Most of us would accept that the first degree represents an investment of the most time, but relatively speaking, the least financial investment of the six degrees. By the third degree of criminality, time is no longer an investment but a sentence (literally) and the financial requirements to extract the time from the criminal increases dramatically to the tune of more than $20 billion annually in the United States.


Every degree offers the opportunity for positive intervention, but for the retribution model of “correcting,” the largest financial investment is made in the third and fourth degrees and that is to primarily assure the safety of the community the offender left behind. Unfortunately, with the retributive model, little has been done by the fifth degree to alter patterns of criminality. So, there should be little amazement that programs such as “re-entry” face an almost impossible task of preparing the offender to return “home” to the community.


Restorative justice is far more than teaching the offender how to prepare a resume, interview for a job, or balance a checkbook. The individuals that are part of the first and second degrees follow the offender through all six degrees so that the final return to community is a homecoming. Although overly simplistic in this illustration, restorative justice expects stakeholders at each stage to accept part of the responsibility to restore justice to the individual and to the community that was harmed.


Repairing harm should not be limited to the last two degrees of a criminal’s return to the community.


This magazine has a focus on the constructed correctional community. If restorative justice is a method and not just a fluffy phrase, then systems and structures must begin to reflect what harm reduction and stakeholder accountability acts and looks like.


Just for a start, all publicly sponsored and code enforced housing would adopt the CPTED (Crime Prevention through Environmental Design) principles. Community policing would be strengthened through district stations that actually have community-meeting rooms. Courthouses would focus more on mediation rooms than ceremonial courtrooms, and jury deliberation rooms would allow deliberants to consider harm and not simply retribution. Correctional facility design would return to the impressive work of Fred Moyer and Fred Powers of the National Clearinghouse for Correctional Architecture who argued for smaller-sized, community-based institutions. This is a sea change for a system designed to sustain the status quo.

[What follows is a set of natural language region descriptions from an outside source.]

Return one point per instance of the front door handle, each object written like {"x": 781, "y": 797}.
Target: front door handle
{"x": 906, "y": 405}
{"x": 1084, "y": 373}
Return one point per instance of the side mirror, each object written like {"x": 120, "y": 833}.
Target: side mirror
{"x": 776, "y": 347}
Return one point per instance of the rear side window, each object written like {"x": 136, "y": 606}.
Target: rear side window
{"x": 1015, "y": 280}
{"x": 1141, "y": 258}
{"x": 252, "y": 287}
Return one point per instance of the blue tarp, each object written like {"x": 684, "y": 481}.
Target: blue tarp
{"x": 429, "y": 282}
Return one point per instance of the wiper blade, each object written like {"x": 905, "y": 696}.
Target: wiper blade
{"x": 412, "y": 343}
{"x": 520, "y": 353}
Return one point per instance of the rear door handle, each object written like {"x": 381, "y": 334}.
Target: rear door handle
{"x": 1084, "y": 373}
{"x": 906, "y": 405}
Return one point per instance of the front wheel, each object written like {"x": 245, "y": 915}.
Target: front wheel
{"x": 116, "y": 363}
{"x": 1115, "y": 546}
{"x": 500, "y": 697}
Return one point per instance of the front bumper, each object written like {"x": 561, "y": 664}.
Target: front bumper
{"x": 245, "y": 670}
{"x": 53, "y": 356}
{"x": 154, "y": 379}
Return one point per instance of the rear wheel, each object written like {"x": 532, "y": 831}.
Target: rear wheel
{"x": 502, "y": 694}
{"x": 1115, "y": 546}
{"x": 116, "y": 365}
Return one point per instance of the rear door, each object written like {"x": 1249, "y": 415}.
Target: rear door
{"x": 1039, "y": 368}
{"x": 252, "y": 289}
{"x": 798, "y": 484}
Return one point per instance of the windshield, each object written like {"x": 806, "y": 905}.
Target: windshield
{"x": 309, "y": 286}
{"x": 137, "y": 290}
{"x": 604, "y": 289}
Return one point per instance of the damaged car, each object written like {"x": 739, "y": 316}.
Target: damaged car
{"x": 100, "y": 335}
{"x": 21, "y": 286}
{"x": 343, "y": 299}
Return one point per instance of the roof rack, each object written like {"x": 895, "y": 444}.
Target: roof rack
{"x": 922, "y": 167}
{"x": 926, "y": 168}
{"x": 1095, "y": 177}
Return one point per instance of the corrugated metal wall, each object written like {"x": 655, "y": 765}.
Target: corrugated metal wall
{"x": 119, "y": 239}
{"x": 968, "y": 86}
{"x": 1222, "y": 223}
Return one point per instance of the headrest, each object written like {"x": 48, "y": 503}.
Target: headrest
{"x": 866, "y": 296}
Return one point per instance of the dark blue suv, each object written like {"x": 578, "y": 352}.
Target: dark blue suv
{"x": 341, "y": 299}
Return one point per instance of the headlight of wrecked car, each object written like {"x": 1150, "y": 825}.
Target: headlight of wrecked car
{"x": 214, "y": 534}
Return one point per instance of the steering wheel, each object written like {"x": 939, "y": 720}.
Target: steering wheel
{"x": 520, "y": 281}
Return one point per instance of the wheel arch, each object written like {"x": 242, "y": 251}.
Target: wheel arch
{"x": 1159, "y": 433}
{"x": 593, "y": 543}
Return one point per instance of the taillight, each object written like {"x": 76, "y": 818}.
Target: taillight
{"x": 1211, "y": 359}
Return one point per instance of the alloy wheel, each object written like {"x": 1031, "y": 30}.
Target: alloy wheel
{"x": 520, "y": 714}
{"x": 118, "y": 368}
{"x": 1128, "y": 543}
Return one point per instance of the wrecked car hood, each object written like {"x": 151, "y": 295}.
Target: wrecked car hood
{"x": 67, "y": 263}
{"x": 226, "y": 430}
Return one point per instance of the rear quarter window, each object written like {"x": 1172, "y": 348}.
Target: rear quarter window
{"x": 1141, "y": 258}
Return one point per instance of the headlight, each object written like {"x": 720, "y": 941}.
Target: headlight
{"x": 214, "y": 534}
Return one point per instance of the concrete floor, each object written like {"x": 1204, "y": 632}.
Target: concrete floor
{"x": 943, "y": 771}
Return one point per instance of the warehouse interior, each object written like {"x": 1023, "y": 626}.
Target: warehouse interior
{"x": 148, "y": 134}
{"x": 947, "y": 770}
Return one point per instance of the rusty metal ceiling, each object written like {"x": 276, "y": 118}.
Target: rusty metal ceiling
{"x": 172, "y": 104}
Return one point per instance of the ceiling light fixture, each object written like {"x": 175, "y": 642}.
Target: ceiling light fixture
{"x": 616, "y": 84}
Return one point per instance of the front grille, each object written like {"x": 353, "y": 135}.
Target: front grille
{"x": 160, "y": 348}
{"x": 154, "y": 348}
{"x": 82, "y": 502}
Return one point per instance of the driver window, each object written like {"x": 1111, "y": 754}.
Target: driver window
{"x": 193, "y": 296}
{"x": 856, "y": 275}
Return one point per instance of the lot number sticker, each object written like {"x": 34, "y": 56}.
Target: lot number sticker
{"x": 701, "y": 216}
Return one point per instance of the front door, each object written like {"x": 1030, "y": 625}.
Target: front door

At various times during 2007, this column will be devoted to a search for spatial matches to the restorative justice concept. Although the restorative justice term has been a part of the jargon for years, justice architecture has not yet enshrined the concept in spatial forms. Countless examples exist of the retributive model, but few are available that demonstrate how the buildings that shelter justice under a restorative concept should appear.


One of the enduring principles that Kevin Bacon’s famous father stresses time and again in his book “Design of Cities” is that our communities should reflect the best of our value systems and the inherent sociability of human beings. Shouldn’t the same be said of the places and spaces that embody our system of justice?


Stephen A. Carter, AICP, is principal of Carter Goble Lee LLC in Columbia, S.C.